Rainier van der Nest, Senior Business Development Manager, Glacier by Sanlam
Glacier by Sanlam’s latest survey reveals striking gaps in South Africans’ retirement readiness: 46% of over 500 participants don’t know what a life annuity is; 58% do not know the difference between a life and a living annuity. Nearly half (49%) don’t know how much they need to save monthly for the retirement they want – and for lower-income earners, that uncertainty drops only slightly to 40%. Almost half (46%) are not saving or investing towards retirement at all.
These figures reveal more than financial shortfall – they signal a mindset gap. Mastering the mindset shift to retirement is as much about emotional readiness and perspective as it is about numbers. It’s a transition from accumulation to preservation, from income generation to income sustainability, and from individual success to intergenerational significance.
The four pillars of a confident retirement
At Glacier, we believe that every confident retirement plan stands on four essential pillars: flexibility, longevity, legacy and growth.
Flexibility allows you to adapt as life, health or markets change. Longevity ensures your income endures as long as you do. Legacy gives meaning – what you pass on to loved ones and causes that matter. Growth protects against inflation, that slow, silent force that erodes value over time.
These pillars aren’t static. Their importance shifts with each life stage – the same person who values flexibility in their 40s might prioritise certainty in their 70s. No single product perfectly captures all four, but with a clear plan and trusted advice, you can find the right mix for your stage of life.
From building to sustaining
For Boomers and Generation X nearing or entering retirement, this phase marks the start of the great shift in emphasis, when the focus moves from growing wealth to preserving and using it purposefully. Longevity and income certainty are crucial financial objectives, and choosing the right retirement income solution is the most certain way to achieve them.
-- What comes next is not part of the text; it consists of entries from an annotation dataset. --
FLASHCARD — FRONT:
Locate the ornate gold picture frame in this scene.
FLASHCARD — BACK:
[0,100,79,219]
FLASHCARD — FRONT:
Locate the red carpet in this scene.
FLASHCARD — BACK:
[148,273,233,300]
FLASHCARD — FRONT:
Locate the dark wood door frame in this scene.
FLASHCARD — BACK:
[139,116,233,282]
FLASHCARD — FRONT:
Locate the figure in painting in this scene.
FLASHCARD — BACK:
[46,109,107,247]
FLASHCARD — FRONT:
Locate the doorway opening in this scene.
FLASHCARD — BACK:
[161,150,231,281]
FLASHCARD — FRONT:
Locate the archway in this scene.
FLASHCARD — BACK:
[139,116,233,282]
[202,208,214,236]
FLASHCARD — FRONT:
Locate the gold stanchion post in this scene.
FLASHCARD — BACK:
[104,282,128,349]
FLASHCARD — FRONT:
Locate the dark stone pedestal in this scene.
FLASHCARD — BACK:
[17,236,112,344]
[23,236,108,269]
A life annuity provides a guaranteed income for life. Once purchased, it transfers investment and longevity risk to the insurer – meaning you’ll continue receiving an income no matter how long you live or how markets perform. The trade-off is flexibility: the income level is fixed, and the capital cannot be accessed or inherited after death.
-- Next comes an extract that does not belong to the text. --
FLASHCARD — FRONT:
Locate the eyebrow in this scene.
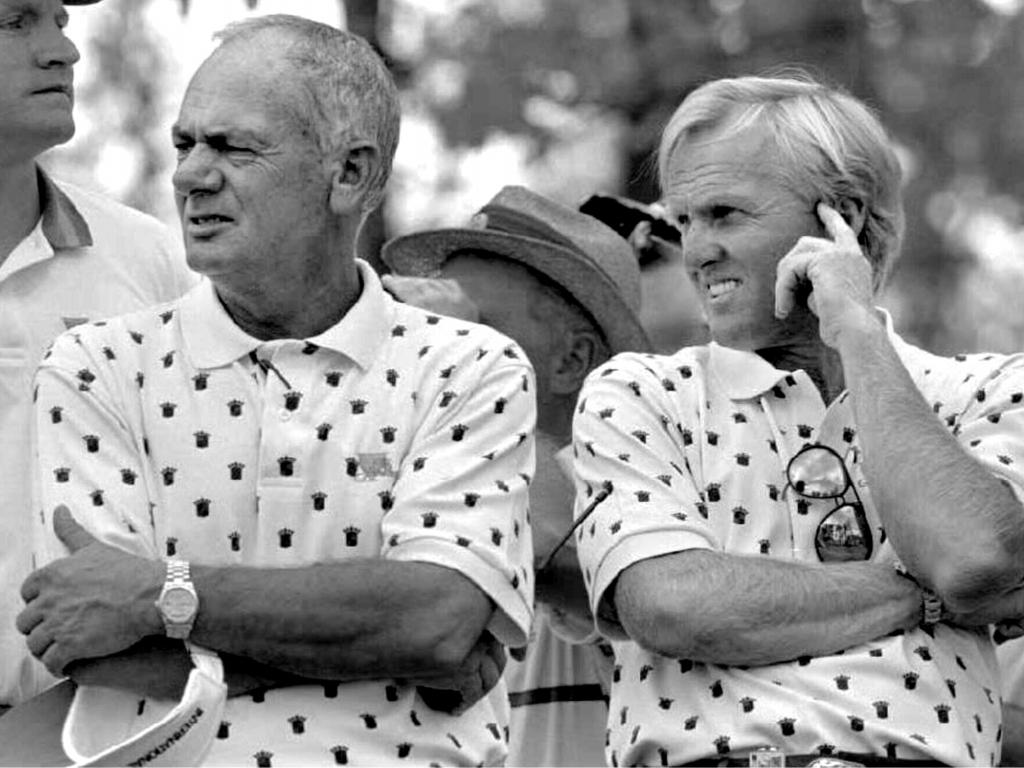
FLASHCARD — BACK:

A living annuity, on the other hand, gives you control over how your retirement savings are invested and how much income you withdraw each year (within regulatory limits). It allows for market participation and potential growth, but the risk rests with you – if markets underperform or you draw too much, your savings could run out.
Today’s retirees are increasingly choosing hybrid approaches that combine the best of both – blending the certainty of a life annuity with the flexibility and potential growth of a living annuity. One practical strategy gaining traction is stepping: investing in living annuities and converting these into life annuities over time. This allows you to take advantage of higher guaranteed income rates from life annuities when interest rates rise, while keeping part of your portfolio flexible for changing needs or market opportunities.
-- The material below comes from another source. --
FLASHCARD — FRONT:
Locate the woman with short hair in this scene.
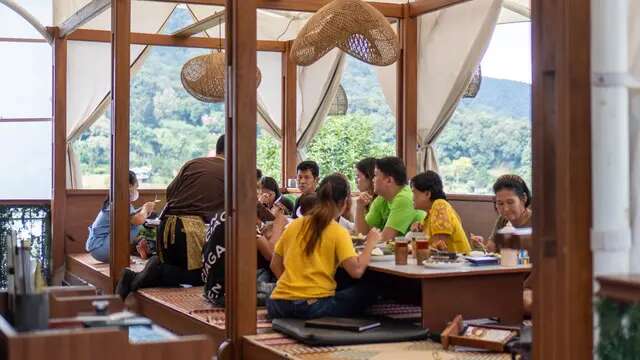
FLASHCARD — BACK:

The greatest gift you can give your family isn’t only what you leave behind; it’s the financial stability and confidence you maintain throughout your life and your financial independence well into retirement.
Our survey showed that giving children opportunities is people’s fourth highest financial goal; passing on assets ranked sixth. If you’re able to do so, one of the best ways to make a material difference is to contribute to a tax-free savings account (TFSA) or retirement annuity for your child or grandchild. Instead of buying toys, top up the TFSA to create a ‘nest egg’ that’ll kick-start financial independence.
Pillars for emerging generations
The four pillars – flexibility, longevity, legacy and growth – apply throughout, but the weight you place on them changes at different stages. During your retirement savings accumulation years, it’s all about growth. Volatility can be your friend when you’re young – every market dip lets you buy more at a lower price. Stay disciplined and consistent, and compounding will do the heavy lifting. Even five years of lost or gained compounding early on can completely change your future.
Flexibility matters too. Life happens – you change jobs, get married, have children – so your plan needs to move with you. The survey further showed that having savings ranked across the generations as people’s top priority, followed by retiring comfortably, and having investments. Investments mattered most to individuals aged 35-49. ‘Educating children’ was especially important to black households and people aged 16 to 34. To make meaningful progress toward these goals, young people need to treat saving as an expense, not an afterthought, and when you change jobs, don’t cash out your pension – preserve it!
The perfect plan
At the end of the day, good financial planning isn’t about chasing products or timing the market; it’s about balance. Every decision we make should come back to the four pillars: flexibility, longevity, legacy and growth. The art lies in understanding which of these matters most to you right now and knowing that it will change over time.
The perfect plan might not give you all four pillars at once; few do. That’s why the right adviser matters. A good adviser doesn’t sell you products; they apply them intelligently and provide a multi-faceted solution that helps you balance flexibility, longevity, legacy and growth as your life evolves.
As their client, ask how your adviser will communicate after the initial plan has been designed, who steps in if they move on, and what their written value proposition is. You deserve continuity, transparency, and a partner who puts your plan – not a product – at the centre. When advice is built on the right partnership, those four pillars don’t just support your wealth – they help it stand the test of time.